- Episode no.: Season 1 Episode 15
- Directed by: Hal Sutherland
- Written by: David P. Harmon
- Production code: 22016
- Original air date: January 5, 1974

Episode chronology
| ← Previous "The Slaver Weapon" | Next → "The Jihad" |

= The Eye of the Beholder (Star Trek: The Animated Series) =

"The Eye of the Beholder" is the fifteenth and penultimate episode of the first season of the American animated science fiction television series Star Trek: The Animated Series. It first aired in the NBC Saturday morning lineup on January 5, 1974, and was written by David P. Harmon. Harmon also worked on the original Star Trek series, writing the episode "The Deadly Years" and co-writing "A Piece of the Action" with Gene L. Coon.

In this episode, while investigating the disappearance of a Federation starship, the Enterprise command crew become imprisoned as part of an exhibit in an alien zoo.

== Plot ==
The USS Enterprise investigates the disappearance of a scientific team near Lactra VII. The starship Ariel is located there, abandoned, with its captain having transported to the planet's surface.

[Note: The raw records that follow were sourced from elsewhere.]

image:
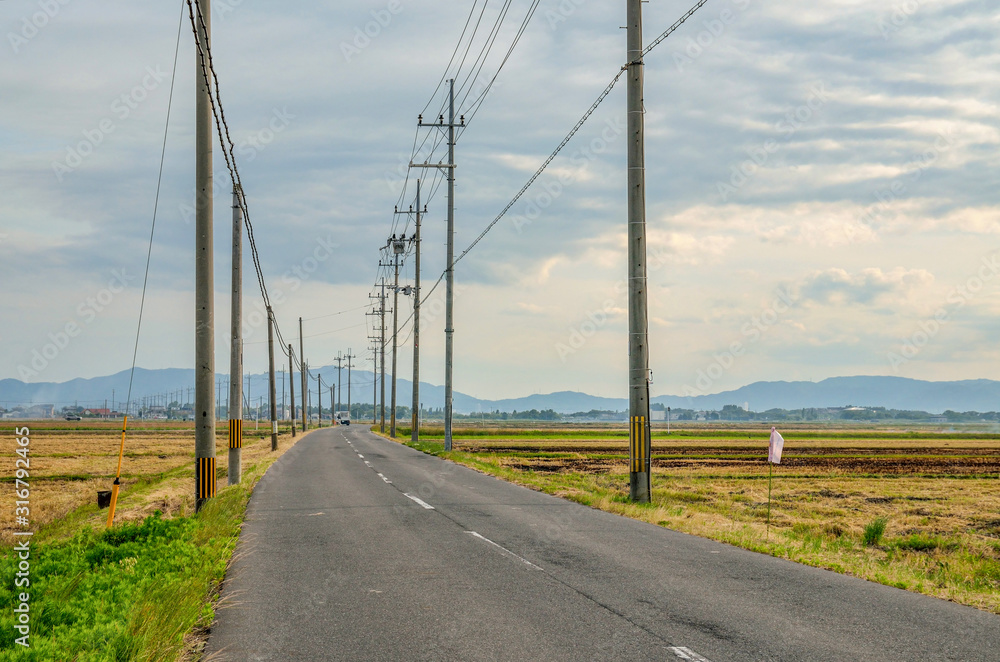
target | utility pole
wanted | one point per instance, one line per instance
(349, 357)
(375, 339)
(340, 388)
(398, 247)
(291, 385)
(638, 346)
(415, 413)
(415, 290)
(382, 352)
(236, 348)
(449, 322)
(305, 389)
(204, 318)
(374, 381)
(272, 379)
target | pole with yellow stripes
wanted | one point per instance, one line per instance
(204, 320)
(272, 381)
(638, 344)
(236, 348)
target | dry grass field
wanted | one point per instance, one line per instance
(71, 460)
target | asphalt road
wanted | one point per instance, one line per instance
(358, 548)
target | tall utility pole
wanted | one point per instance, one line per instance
(374, 379)
(340, 388)
(319, 401)
(204, 318)
(638, 347)
(415, 291)
(305, 388)
(415, 409)
(273, 380)
(382, 352)
(291, 385)
(236, 348)
(398, 248)
(449, 326)
(349, 357)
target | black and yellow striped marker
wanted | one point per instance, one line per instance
(205, 480)
(637, 444)
(236, 433)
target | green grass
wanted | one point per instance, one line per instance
(129, 593)
(874, 531)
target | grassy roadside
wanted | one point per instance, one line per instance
(909, 532)
(143, 590)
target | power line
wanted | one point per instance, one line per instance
(590, 111)
(156, 205)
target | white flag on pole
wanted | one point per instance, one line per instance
(774, 447)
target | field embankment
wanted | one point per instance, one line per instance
(142, 590)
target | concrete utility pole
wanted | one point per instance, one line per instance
(291, 385)
(305, 388)
(415, 413)
(638, 346)
(382, 352)
(449, 322)
(349, 357)
(236, 348)
(415, 291)
(340, 388)
(398, 248)
(272, 378)
(374, 382)
(204, 318)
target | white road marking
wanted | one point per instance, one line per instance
(687, 654)
(418, 500)
(504, 550)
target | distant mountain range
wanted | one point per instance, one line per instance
(890, 392)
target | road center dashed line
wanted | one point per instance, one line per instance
(504, 550)
(418, 500)
(686, 653)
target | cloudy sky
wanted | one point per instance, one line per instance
(821, 186)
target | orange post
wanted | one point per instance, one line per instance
(118, 473)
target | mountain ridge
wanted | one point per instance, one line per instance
(870, 391)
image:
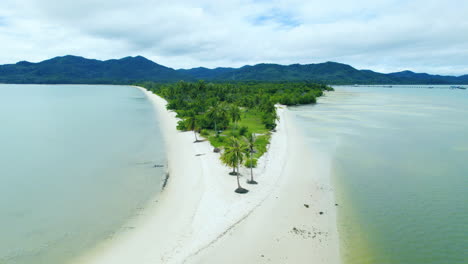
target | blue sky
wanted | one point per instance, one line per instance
(385, 35)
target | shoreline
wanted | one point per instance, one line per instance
(198, 218)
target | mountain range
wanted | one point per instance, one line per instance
(78, 70)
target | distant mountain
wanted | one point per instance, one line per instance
(73, 69)
(328, 72)
(202, 73)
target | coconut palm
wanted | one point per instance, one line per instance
(250, 140)
(192, 124)
(234, 114)
(217, 113)
(233, 156)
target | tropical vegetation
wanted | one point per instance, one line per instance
(237, 118)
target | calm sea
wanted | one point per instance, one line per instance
(76, 162)
(400, 169)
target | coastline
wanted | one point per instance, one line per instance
(198, 218)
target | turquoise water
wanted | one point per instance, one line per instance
(400, 169)
(76, 162)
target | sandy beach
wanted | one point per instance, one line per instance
(289, 217)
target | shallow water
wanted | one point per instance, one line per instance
(400, 169)
(76, 162)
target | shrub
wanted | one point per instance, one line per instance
(204, 133)
(182, 125)
(252, 161)
(243, 130)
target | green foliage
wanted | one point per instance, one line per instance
(204, 132)
(243, 130)
(250, 163)
(182, 126)
(223, 111)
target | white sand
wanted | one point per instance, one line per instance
(199, 219)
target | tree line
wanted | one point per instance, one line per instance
(235, 117)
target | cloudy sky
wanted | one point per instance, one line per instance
(382, 35)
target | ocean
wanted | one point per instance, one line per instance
(76, 163)
(399, 165)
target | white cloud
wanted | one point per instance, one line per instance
(389, 35)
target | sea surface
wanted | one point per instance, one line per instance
(76, 163)
(399, 164)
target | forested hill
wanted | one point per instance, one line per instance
(73, 69)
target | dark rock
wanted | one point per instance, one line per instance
(252, 182)
(241, 190)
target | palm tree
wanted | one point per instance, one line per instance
(234, 114)
(217, 113)
(250, 140)
(192, 124)
(233, 156)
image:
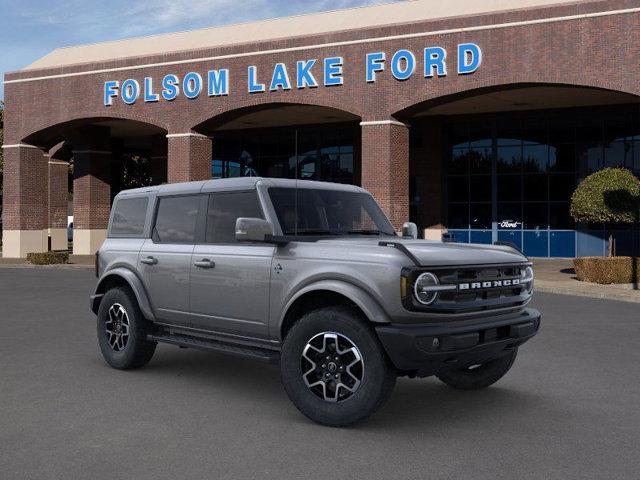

The Enterprise crew beams down to discover a series of unusual environments and are captured by the Lactrans, large sluglike beings with intellectual capacities far beyond their own. Science Officer Spock senses that they are telepathic but communicating at a speed too fast to comprehend. The team is installed in a zoo collection with the surviving crewmembers of the Ariel, one of whom is deathly ill. Enterprise Chief Medical Officer Dr. McCoy determines he could cure her if he had his medical kit, which has been confiscated along with their phasers and communicators. After the Ariel crew informs him that the Lactrans attempt to fulfill their captives' needs in response to impressions they pick up in their thoughts, Captain Kirk directs everyone to focus on the mental image of McCoy's medical kit. The Lactrans give them the kit and McCoy treats their comrade.

Kirk suggests similarly focusing on a communicator as an object they direly need. A young Lactran responds, and Kirk calls the Enterprise for a beam-up. The youngster snatches away the communicator, and is beamed aboard the ship in their place. The adult Lactrans, upset that their child has disappeared, focus their telepathic energy on Kirk, seeking an explanation. Due to the speed of their thoughts, this runs the risk of destroying Kirk's mind, so the other Starfleet officers project a mental barrier to protect Kirk.

Aboard the Enterprise, the youth probes Chief Engineer Scott's mind and processes the ship's entire library system. It proceeds to take the Enterprise galloping out of orbit. The child beams back down with Scotty. The youngster communicates what it has learned, and the adults decide that although still primitive, humans and Vulcans are in the process of evolving to a higher order, and are set free with a message that they will be welcome back in a number of centuries.

== Casting ==
- In addition to his regular character of Chief Engineer Montgomery Scott, actor James Doohan also voices the Ariel skipper, Lt. Cdr. Tom Markel. Majel Barrett supplies only the voices of Enterprise Communications Officer Lt. M'Ress and Ariel Biologist Randi Bryce.
- Although given screen credit, George Takei and Nichelle Nichols are not part of this episode.

== Reception ==
Michelle Erica Green writing for TrekToday said it felt "redundant throughout, with a plot borrowed from 'The Menagerie'." While she granted that it was an "entertaining episode visually," Green called the "plot and characterization...a mess," but qualified that "these cartoons for kids have some little moral or message at the end," which was that it points "out that different intelligences work in different ways and mutual respect is preferable to condescension"

Jamahl Epsicokhan at Jammer's Reviews gave two of four stars to the episode that he grants has a "certain appeal" on "how the mystery slowly plays out." Although for Epsicokhan, "things get hazy and the show falls apart" because the so-called telepathic aliens somehow "don't realize that [they are] negatively affecting sentient life?" He further called it a "comedy of errors" when the "alien child is beamed aboard the Enterprise" and Scotty "inexplicably takes the thing to the bridge, where it [seizes] control of the ship," which he described as "really goofy and poorly staged."

== Novelization ==
The Alan Dean Foster novelization of this story (Star Trek Log Eight), modifies the ending slightly by putting a condition on the release of Kirk and the others, namely that in exchange, the Enterprise will help the Lactrans locate another alien race that they had known long ago. To this end, two adult Lactrans and their child (who has befriended Scotty) will beam aboard for the journey. This segues into the second half of the novel.

== See also ==
- "The Cage" - The Original Series pilot where humans are also kept as exhibits in an alien zoo.